Pryor: House GOP rejects plan to study Hoosier worker wages
For immediate release:
April 3, 2017
INDIANAPOLIS – At a time when the average Hoosier worker’s wages fall well below the national norm, Indiana House Republicans showed no interest today in studying how to improve the pay of working men and women across this state.
House Republicans rejected an amendment from State Rep. Cherrish Pryor (D-Indianapolis) that would have asked a proposed state commission to take an in-depth look at the salaries paid to Hoosiers in the private and public sector and recommend suitable pay for them.
The amendment was offered to Senate Bill 60, which creates the Executive Officers’ Compensation Advisory Commission, a group charged with suggesting possible changes to the salaries for seven statewide elected officials: the governor, lieutenant governor, secretary of state, auditor, treasurer, superintendent of public instruction, and attorney general.
“This bill asks us to consider the potential of raising salaries for a series of public officials who all make more than $75,000 a year,” Pryor said. “In an earlier form, this legislation would have given all seven of these officeholders substantial pay raises. However, it was decided that it might be better to study the idea.
“Yet the fact is that we are being asked to look at the plight of a select few, while continually ignoring the growing income gaps that face millions of workers across this state,” she continued. “While those who control our state government continue to crow about the numbers of jobs that are being created in Indiana, they remain disappointingly silent on the fact that those jobs are paying less and less.”
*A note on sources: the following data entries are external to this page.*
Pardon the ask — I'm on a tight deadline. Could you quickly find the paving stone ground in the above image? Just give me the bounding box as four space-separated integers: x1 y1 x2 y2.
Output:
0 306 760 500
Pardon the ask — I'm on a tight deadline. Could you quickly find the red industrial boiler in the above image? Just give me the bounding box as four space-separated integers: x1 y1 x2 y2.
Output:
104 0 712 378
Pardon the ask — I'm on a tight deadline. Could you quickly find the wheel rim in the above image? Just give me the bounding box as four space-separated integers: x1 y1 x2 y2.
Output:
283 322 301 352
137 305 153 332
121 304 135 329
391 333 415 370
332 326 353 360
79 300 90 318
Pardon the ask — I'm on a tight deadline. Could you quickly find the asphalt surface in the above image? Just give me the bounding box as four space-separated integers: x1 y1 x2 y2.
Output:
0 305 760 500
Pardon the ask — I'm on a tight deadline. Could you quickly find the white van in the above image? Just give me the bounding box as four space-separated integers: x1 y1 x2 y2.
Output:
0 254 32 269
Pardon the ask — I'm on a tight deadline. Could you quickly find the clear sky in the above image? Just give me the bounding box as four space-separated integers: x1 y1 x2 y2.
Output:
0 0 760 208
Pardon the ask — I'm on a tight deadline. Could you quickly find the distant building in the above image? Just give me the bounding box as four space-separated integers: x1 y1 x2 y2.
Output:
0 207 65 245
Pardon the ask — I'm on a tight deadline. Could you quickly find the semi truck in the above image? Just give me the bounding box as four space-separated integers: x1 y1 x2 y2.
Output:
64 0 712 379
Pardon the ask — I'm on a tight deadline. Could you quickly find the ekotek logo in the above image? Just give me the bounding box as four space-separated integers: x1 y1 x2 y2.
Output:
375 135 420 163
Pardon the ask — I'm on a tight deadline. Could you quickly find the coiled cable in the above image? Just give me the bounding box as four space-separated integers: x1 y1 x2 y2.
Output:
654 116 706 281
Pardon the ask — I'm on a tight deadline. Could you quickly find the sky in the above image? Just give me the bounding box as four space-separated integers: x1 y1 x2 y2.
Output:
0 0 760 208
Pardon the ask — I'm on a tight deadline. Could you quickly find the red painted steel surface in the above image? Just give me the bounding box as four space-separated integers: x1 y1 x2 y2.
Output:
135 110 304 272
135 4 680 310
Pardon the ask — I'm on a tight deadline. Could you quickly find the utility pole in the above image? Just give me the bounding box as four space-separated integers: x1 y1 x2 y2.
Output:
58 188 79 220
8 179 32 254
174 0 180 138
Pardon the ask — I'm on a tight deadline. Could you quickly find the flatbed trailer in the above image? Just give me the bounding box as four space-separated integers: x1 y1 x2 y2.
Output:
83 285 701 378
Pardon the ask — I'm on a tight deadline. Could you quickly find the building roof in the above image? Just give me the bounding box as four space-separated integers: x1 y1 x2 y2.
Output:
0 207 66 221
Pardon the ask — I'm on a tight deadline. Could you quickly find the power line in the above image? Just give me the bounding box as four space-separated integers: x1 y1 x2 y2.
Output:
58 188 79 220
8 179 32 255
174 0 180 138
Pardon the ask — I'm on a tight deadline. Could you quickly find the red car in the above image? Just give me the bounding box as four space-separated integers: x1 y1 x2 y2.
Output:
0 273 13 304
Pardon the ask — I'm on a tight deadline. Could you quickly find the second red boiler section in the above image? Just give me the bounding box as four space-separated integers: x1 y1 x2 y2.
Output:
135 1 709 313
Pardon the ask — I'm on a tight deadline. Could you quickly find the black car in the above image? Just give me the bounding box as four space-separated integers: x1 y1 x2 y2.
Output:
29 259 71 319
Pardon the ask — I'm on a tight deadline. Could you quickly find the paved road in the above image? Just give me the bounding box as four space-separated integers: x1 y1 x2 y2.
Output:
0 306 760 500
According to the latest figures provided by the U.S. Census Bureau, the median household income for Indiana was $50,532 in 2015, compared to the median U.S. household income of $55,775. Indiana women on average earn 24 cents less per dollar than their male counterparts, a gap among the 10 worst in the country. According to the Bureau of Labor Statistics, the mean hourly wage in Indiana is $20.64 compared to $23.86 at the national level. The annual mean wage in Indiana is $42,940, while the annual mean wage in the U.S. is $49,630. Bureau statistics also show that the average weekly wage for an Indiana worker was $891 in 2015, 40th in the nation.
“My proposal would have required this advisory commission to look at the salaries for all private sector workers, as well as state employees, state law enforcement officers, public school teachers, and local elected officials and their employees,” Pryor said. “If we are being asked to consider the potential of increasing the pay of our governor and the other elected officials at the top of the state food chain, my thought was that we should also see what can be done for those who do not have the powerful stumping for them.”
In recent years, House Republicans have done little to benefit Hoosier workers, continually rejecting proposed increases in the state’s minimum wage, while eliminating the common construction wage.
“We need to stop for a moment and understand that far too many Hoosiers are not getting ahead these days. They are struggling to keep their heads above water. We need to find out why, and we need to do something to help,” Pryor said. “Today, we saw that the House Republicans were not interested in helping.”